Install evalflow in your repo

Run the following commands at the root of your repository to install evalflow and create the initial config and dataset files.
pip install evalflow
evalflow init
evalflow init creates two files:
evalflow.yaml created
evals/dataset.json created
Run evalflow doctor locally to confirm your setup is valid before pushing.
2

Create the workflow file

Create .github/workflows/evalflow.yml in your repository with the following content:
# .github/workflows/evalflow.yml
name: LLM Quality Gate

on:
  pull_request:
    paths:
      - "prompts/**"
      - "evals/**"
      - "**.py"
      - "evalflow.yaml"

jobs:
  eval:
    runs-on: ubuntu-latest
    steps:
      - uses: actions/checkout@v4
      - uses: actions/setup-python@v5
        with:
          python-version: "3.11"
      - run: pip install evalflow
      - run: evalflow doctor --no-provider-check
      - run: evalflow eval
        env:
          OPENAI_API_KEY: ${{ secrets.OPENAI_API_KEY }}
The paths filter limits the workflow to pull requests that touch prompts, evals, or your evalflow config.
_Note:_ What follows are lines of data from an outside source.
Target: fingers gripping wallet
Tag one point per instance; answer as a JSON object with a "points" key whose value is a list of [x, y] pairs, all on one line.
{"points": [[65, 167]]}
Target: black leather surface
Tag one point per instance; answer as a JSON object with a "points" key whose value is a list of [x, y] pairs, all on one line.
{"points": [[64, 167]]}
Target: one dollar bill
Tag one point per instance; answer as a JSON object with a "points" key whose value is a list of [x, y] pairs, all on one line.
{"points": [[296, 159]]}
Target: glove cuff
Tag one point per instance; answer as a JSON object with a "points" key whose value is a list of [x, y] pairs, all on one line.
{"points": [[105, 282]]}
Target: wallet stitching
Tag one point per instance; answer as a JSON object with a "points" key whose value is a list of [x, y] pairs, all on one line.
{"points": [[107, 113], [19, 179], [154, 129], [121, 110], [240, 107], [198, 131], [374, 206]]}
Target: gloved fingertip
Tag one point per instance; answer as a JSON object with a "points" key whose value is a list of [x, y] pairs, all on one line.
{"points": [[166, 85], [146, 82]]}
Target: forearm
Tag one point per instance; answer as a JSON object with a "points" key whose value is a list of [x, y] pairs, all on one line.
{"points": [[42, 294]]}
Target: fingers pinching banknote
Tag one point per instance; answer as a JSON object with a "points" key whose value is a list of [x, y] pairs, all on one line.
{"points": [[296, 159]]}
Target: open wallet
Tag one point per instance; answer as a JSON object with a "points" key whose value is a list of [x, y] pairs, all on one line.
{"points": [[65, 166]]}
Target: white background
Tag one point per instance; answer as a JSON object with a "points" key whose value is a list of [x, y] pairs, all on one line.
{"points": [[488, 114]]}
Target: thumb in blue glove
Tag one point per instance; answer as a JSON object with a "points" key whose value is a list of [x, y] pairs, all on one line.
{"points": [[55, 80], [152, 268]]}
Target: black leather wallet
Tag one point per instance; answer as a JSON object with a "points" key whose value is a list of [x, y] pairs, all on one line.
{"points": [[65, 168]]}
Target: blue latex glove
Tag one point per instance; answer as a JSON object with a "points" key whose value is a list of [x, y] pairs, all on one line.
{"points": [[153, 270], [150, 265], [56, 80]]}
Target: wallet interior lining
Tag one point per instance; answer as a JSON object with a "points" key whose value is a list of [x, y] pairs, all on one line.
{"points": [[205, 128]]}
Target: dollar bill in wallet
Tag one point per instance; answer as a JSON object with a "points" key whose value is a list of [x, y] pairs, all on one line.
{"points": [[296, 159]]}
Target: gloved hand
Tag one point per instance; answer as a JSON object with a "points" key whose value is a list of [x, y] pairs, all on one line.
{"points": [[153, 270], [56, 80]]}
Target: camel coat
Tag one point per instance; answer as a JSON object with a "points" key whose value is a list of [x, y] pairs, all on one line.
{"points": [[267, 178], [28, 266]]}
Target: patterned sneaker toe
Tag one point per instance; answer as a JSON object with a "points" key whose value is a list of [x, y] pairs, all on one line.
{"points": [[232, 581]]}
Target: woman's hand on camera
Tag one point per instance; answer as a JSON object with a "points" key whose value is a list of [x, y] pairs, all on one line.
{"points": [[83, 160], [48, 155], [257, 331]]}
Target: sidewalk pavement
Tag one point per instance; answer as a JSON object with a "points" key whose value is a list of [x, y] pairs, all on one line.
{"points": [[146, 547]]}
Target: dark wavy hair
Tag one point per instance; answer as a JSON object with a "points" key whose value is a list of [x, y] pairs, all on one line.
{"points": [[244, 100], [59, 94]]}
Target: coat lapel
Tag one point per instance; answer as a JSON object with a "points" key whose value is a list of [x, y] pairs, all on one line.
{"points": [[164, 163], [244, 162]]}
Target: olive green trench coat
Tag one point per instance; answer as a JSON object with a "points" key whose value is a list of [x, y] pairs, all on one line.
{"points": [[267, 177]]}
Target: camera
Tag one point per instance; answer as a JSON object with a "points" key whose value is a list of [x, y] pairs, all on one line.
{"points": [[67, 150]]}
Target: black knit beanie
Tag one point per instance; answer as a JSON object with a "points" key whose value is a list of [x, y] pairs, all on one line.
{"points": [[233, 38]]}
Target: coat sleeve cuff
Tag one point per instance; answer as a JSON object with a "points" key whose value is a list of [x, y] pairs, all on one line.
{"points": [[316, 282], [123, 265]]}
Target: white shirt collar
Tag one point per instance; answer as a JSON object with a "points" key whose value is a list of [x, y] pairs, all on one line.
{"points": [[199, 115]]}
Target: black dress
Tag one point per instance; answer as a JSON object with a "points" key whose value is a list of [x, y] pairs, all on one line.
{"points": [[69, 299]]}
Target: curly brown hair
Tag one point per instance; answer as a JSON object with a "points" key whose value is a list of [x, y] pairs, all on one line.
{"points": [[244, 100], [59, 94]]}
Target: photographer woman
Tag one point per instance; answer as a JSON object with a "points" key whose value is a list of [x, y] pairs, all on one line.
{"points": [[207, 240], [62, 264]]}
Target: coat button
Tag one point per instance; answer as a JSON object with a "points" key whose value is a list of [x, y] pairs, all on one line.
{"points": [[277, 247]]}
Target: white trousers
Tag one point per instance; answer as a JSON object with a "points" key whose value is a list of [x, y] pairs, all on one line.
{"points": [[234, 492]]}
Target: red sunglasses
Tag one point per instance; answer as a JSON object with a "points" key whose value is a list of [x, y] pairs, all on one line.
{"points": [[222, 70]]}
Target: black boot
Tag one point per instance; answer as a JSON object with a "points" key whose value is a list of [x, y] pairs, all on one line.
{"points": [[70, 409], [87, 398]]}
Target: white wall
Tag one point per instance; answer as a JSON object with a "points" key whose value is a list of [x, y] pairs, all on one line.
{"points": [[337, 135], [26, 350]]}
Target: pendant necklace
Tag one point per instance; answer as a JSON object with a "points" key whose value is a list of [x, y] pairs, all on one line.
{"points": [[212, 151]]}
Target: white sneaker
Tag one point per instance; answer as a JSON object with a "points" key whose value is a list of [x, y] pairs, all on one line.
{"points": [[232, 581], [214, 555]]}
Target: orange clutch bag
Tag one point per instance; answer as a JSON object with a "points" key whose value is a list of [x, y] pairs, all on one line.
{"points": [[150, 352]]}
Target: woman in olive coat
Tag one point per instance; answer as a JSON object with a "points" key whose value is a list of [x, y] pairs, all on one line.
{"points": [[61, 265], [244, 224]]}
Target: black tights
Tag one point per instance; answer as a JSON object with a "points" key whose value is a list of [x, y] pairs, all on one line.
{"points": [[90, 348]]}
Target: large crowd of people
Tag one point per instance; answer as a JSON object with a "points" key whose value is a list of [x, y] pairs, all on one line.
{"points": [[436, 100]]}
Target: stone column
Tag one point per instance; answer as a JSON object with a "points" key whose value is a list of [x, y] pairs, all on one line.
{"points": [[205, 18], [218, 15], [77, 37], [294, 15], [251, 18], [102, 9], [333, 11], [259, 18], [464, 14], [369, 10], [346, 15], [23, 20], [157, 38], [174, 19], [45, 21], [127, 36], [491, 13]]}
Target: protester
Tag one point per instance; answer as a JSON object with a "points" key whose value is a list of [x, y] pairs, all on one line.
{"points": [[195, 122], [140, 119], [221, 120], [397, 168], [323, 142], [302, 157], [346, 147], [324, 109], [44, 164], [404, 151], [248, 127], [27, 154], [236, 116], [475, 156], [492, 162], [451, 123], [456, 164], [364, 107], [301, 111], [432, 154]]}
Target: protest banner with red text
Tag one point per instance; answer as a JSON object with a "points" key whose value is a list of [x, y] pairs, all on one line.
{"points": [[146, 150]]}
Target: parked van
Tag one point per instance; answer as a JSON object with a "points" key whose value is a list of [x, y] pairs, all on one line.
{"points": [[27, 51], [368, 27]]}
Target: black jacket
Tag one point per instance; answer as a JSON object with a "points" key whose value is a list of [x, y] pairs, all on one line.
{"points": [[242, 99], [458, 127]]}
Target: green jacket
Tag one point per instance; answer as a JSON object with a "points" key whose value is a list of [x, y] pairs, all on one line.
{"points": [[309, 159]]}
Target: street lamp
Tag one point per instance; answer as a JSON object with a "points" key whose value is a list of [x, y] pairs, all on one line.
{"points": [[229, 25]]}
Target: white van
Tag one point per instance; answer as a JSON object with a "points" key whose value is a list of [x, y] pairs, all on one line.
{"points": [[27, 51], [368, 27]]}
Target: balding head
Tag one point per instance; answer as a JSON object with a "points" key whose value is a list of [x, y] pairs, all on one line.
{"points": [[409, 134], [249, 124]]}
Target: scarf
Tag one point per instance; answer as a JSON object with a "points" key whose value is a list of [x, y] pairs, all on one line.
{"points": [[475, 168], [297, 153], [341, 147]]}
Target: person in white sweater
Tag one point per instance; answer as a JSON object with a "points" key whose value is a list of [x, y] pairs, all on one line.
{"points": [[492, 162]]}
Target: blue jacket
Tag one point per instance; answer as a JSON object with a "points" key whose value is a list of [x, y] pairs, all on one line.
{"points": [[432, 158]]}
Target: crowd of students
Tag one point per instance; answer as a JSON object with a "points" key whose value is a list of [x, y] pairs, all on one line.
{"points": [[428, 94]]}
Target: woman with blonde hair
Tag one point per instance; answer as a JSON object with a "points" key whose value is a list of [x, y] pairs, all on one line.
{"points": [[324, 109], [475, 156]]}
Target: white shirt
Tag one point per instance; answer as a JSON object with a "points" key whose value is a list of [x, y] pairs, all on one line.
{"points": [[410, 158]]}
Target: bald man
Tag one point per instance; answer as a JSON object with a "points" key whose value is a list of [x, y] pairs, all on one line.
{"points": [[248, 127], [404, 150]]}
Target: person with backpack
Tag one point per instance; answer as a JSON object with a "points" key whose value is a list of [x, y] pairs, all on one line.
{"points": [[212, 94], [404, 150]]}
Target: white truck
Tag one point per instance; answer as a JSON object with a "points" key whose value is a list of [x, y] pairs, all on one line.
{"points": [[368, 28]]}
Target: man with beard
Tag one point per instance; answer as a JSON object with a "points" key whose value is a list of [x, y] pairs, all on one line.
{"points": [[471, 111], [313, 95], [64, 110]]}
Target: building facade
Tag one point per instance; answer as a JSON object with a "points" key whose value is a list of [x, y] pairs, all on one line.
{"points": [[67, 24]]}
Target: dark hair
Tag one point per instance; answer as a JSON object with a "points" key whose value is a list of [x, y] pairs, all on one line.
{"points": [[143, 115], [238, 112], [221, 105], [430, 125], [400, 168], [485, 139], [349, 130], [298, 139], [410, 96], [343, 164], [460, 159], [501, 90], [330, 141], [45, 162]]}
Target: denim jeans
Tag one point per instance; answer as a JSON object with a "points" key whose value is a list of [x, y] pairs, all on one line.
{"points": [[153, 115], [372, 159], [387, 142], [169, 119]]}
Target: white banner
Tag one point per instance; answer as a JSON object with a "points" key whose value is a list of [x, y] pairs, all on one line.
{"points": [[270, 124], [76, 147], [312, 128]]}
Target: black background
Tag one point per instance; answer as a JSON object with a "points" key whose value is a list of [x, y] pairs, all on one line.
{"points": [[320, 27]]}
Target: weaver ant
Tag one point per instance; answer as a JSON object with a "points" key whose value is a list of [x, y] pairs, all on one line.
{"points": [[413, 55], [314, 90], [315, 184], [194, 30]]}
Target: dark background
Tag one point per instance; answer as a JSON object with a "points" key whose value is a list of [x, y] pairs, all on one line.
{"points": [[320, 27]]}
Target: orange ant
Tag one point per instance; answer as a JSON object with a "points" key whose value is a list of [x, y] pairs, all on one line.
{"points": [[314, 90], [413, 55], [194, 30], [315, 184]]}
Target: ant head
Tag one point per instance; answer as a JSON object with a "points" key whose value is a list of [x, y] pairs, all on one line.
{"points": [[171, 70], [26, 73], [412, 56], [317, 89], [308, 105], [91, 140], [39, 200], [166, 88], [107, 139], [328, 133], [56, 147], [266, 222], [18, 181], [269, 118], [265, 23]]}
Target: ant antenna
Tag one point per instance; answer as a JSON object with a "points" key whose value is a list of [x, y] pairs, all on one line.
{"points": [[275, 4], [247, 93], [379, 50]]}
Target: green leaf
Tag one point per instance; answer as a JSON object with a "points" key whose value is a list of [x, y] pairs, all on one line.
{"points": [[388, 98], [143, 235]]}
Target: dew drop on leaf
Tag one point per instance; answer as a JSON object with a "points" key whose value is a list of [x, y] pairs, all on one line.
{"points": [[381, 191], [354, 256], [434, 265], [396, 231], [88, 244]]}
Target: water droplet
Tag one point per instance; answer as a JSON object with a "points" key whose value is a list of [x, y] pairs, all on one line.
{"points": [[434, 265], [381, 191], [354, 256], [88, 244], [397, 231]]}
Remove or adjust those filters to run on every pull request.
Run evalflow doctor --no-provider-check before evalflow eval so setup errors surface as a distinct step in the GitHub Actions log.
3

Add repository secrets

Store your provider API key as a GitHub Actions secret so it is never visible in logs or workflow files.
  1. Go to your repository on GitHub.
  2. Click SettingsSecrets and variablesActions.
  3. Click New repository secret.
  4. Set the name and value:
Name:  OPENAI_API_KEY
Value: your real provider key
If you use a different provider, set the variable name that matches your evalflow.yaml configuration — for example GROQ_API_KEY or ANTHROPIC_API_KEY — and reference it the same way in your workflow file.

How blocking merges works

evalflow uses exit codes to communicate the result of a run:
0  — all evals passed
1  — quality regression detected
2  — setup or provider error
GitHub Actions treats any non-zero exit code as a workflow failure. When the evalflow eval step exits with 1 or 2, the workflow fails and GitHub blocks the pull request from merging — no additional configuration required. To enforce this as a required status check, go to SettingsBranchesBranch protection rules and add the eval job as a required check for your default branch.

Security

Never hardcode API keys in your workflow YAML. Anyone with read access to the repository can see workflow files.
  • Always store provider keys in GitHub Secrets or organization secrets.
  • Keep .env out of version control by adding it to .gitignore.
  • Use evalflow doctor locally before pushing so CI failures reflect model quality, not missing setup.